Prosper Mérimée (1803-1870) fue un enamorado de España, a la que visitó en numerosas ocasiones y le sirvió de fuente de inspiración para una parte importante de su obra literaria: Carmen, Las ánimas del purgatorio, La perla de Toledo, El teatro de Clara Gazul… Estas Cartas de España las conforman un conjunto de cuatro textos, fechados en Madrid y Valencia, en el año de 1830 (con anotaciones posteriores), que parecen esbozar en cuatro pinceladas la España más negra y profunda: «Las corridas de toros», «Una ejecución», «Los ladrones», y «Las brujas españolas». Pero nada más contrario al espíritu de este exquisito autor francés que el recrearse en los detalles sórdidos. No son ciertamente goyescas estas amables estampas literarias, llenas de colorido y aderezadas con la amenidad de sus mejores textos narrativos.

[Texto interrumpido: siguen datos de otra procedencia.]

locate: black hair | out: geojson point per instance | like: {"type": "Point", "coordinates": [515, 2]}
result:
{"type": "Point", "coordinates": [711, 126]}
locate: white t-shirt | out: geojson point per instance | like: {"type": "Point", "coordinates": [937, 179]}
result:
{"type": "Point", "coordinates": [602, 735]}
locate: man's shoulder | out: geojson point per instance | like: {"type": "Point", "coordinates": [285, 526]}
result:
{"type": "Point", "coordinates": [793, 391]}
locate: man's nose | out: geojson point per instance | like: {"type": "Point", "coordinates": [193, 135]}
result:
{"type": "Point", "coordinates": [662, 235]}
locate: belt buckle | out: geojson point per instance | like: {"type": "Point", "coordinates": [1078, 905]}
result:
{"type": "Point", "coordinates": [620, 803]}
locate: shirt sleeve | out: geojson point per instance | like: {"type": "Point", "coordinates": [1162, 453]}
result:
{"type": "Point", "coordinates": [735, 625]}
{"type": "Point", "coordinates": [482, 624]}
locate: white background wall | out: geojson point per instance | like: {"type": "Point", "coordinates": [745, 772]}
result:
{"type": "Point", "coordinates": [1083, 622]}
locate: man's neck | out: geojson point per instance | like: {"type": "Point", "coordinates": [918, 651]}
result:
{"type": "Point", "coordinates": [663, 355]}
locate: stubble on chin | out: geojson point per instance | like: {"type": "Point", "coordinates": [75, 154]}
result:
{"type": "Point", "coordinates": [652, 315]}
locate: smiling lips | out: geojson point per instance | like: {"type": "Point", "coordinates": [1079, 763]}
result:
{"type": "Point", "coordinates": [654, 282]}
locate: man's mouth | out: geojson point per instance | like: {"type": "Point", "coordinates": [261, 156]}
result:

«Las corridas de toros» es una interesantísima y amena crónica de la fiesta, vista por por un extranjero culto al que no se le escapa la crueldad del espectáculo (mayor incluso que la de hoy en día, con sus cuatro o cinco caballos muertos por toro, o las banderillas ardientes), pero que se confiesa incapaz de cerrar los ojos una vez comenzada la faena. Una parte no desdeñable del encanto de esta carta estriba en la manera de presentar a los lectores franceses algunos detalles de la fiesta. Así, las plazas de toros son circos; las manolas que se sientan en las gradas, grisettes; los alguaciles, crispines; y los toreros aparecen vestidos con un traje que es «poco más o menos el de Fígaro en El barbero de Sevilla«. Pero esto no debe hacernos suponer que la mirada de Mérimée sea superficial ni desatenta, ni deja desprovisto al texto de un interés documental indudable.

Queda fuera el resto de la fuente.